Across three studies, which included 704 participants, the researchers found that masculine honor beliefs, belief in pure good, belief in pure evil, and the dark triad traits (narcissism, psychopathy, and Machiavellianism) were associated with COVID-19 decision-making.
“We found evidence that some individuals may be worried about the COVID-19 virus but would not take precautions to alleviate these concerns (specifically individuals higher in beliefs in pure evil, masculine honor beliefs, and the dark triad),” Schiffer said.
People with higher levels of masculine honor beliefs and dark triad traits were more likely to agree with statements such as “Social distancing is bad for my family” and “Individual freedom is more important than public health right now.” Those with higher belief in pure evil and masculine honor beliefs were more likely to agree with statement such as “I should be able to make my own decisions” and “I can take care of myself right now.” But these individuals were also more likely to agree with obsessive statements such as “I had disturbing thoughts that certain people I saw may have the coronavirus.”
Those with a stronger belief in pure good, on the other hand, tended to have more optimistic views of the pandemic and were more supportive of social distancing.

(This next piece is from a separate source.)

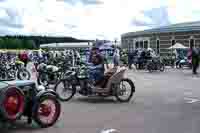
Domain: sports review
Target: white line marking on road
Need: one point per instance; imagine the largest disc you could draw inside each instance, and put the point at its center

The researchers also found that people in general tended to be more willing to take COVID-19 precautions to protect their families than to protect themselves.
In their second study, the researchers presented participants with hypothetical life-or-death decisions, such as whether to steal an overpriced drug to save their mother from COVID-19 or whether to sacrifice one person with COVID-19 to save several others.
“Everyone makes (moral) decisions differently,” Schiffer said. “Most notably, individual differences in beliefs in pure evil, masculine honor beliefs, and the dark triad were associated with making COVID-19 decisions more confidently and for more socially-motivated reasons (e.g., to look good to others, to be the hero) whereas individual differences in beliefs in pure good were associated with greater distress when making COVID-19 decisions.”
In the third study, the participants were asked to provide their opinion on nationwide priorities during the COVID-19 pandemic — in particular, whether to continue social distancing (which might harm the economy) or to reopen the economy (which might increase the spread of COVID-19.)
The researchers found that those with higher levels of masculine honor beliefs tended to favor reopening the economy. In line with the previous study, those higher in beliefs in pure evil, masculine honor beliefs, and dark triad traits were more confident in their decisions.
“Because the pandemic is constantly changing (and keeps presenting new moral dilemmas for people to resolve), it is important to note that our data were collected during the Summer of 2020,” Schiffer said. “This means our findings are technically confined to the first couple of pandemic months within the United States and, therefore, might not apply as well to the pandemic situation we see today.”
“However, family values and individual differences likely still motivate certain moral decisions regardless. Accordingly, future research should explore the newer dilemmas presented by the pandemic, like mask-wearing after being fully vaccinated or businesses’ decisions to require masks or not. We have some newer data on pandemic confrontations that we intend to submit for publication soon as well.”
The study, “Moral decision-making and support for safety procedures amid the COVID-19 pandemic”, was authored by Ashley A Schiffer, Conor J O’Dea, and Donald A Saucier.